Premature eradication of illicit crops in the absence of alternative livelihoods being in place; harsh imprisonment of users and farmers; saturation of areas with police officers, especially if they are corrupt and inadequately trained; interdiction policies excessively preoccupied with suppressing drug flows; and highly repressive measures—such approaches only attack the symptoms of the social crisis rather than its underlying conditions.

A more appropriate response is a multifaceted state-building effort that seeks to strengthen the bonds between the state and marginalized communities dependent on, or vulnerable to, participation in the illicit activity for reasons of economic survival and physical insecurity.

Such a multifaceted approach requires that the state address all the complex reasons that populations turn to illegality, including law enforcement deficiencies and physical insecurity, poor rule of law, suppression of human rights, economic poverty and social marginalization. It also requires the recognition that addicts are chronically ill people whose condition and interaction with the rest of society will only be worsened by imprisonment.
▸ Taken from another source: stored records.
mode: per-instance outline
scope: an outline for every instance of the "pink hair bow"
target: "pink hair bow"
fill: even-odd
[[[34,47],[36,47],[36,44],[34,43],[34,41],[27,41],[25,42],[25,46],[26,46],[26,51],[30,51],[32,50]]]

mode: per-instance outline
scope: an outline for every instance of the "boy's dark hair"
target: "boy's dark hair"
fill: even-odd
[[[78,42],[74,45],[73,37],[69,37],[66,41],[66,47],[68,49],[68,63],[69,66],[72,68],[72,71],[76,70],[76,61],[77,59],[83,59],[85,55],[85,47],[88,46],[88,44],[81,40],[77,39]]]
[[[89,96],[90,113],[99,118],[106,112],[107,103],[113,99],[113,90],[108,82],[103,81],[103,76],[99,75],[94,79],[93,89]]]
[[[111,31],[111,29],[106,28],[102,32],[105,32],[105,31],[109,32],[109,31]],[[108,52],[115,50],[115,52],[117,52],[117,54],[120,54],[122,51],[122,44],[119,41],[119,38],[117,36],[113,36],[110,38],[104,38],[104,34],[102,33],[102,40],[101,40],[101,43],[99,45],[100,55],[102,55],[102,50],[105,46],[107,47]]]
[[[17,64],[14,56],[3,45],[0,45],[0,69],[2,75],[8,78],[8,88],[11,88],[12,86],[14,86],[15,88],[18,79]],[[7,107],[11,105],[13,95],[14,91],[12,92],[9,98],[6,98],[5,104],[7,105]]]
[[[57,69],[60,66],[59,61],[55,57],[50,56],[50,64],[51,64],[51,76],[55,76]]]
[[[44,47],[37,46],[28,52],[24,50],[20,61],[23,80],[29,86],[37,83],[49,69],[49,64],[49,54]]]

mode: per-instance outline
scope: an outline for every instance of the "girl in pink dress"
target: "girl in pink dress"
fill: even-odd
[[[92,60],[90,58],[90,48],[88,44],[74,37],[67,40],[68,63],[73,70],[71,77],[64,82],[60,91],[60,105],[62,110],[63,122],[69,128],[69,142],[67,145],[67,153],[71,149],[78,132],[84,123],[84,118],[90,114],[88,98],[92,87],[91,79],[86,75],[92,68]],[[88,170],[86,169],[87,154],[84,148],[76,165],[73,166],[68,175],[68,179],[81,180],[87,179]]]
Efforts need to focus on ensuring that peoples and communities will obey laws. By increasing the likelihood that illegal behaviour and corruption will be punished while also creating the social, economic and political environment in which t he laws are consistent with the needs of the people, laws can be seen as legitimate and hence be internalized.

Reconceptualizing and addressing the drug trade as an opportunity to make states more effective and more accountable and to strengthen the bonds between citizens and institutions would not only make for more effective and more human rights friendly policies; it would also provide a new unifying framework around which a global regime to deal with illegal and addictive substances could emerge, and also allow for legalizing marijuana in some countries and toughening law enforcement in others. Such a reconceptualization does not obviate tensions that drug policy externalities will generate in a world with a likely increasing variety and divergence of drug policies. Even today, such spillovers and tensions exist. However, it provides a platform for cooperation while permitting context-specific policies.


 1    See Statements by the President of the Security Council (SPRST/2010/4), 24 February 2010 and (S/PRST/2009/32), 8 December 2009.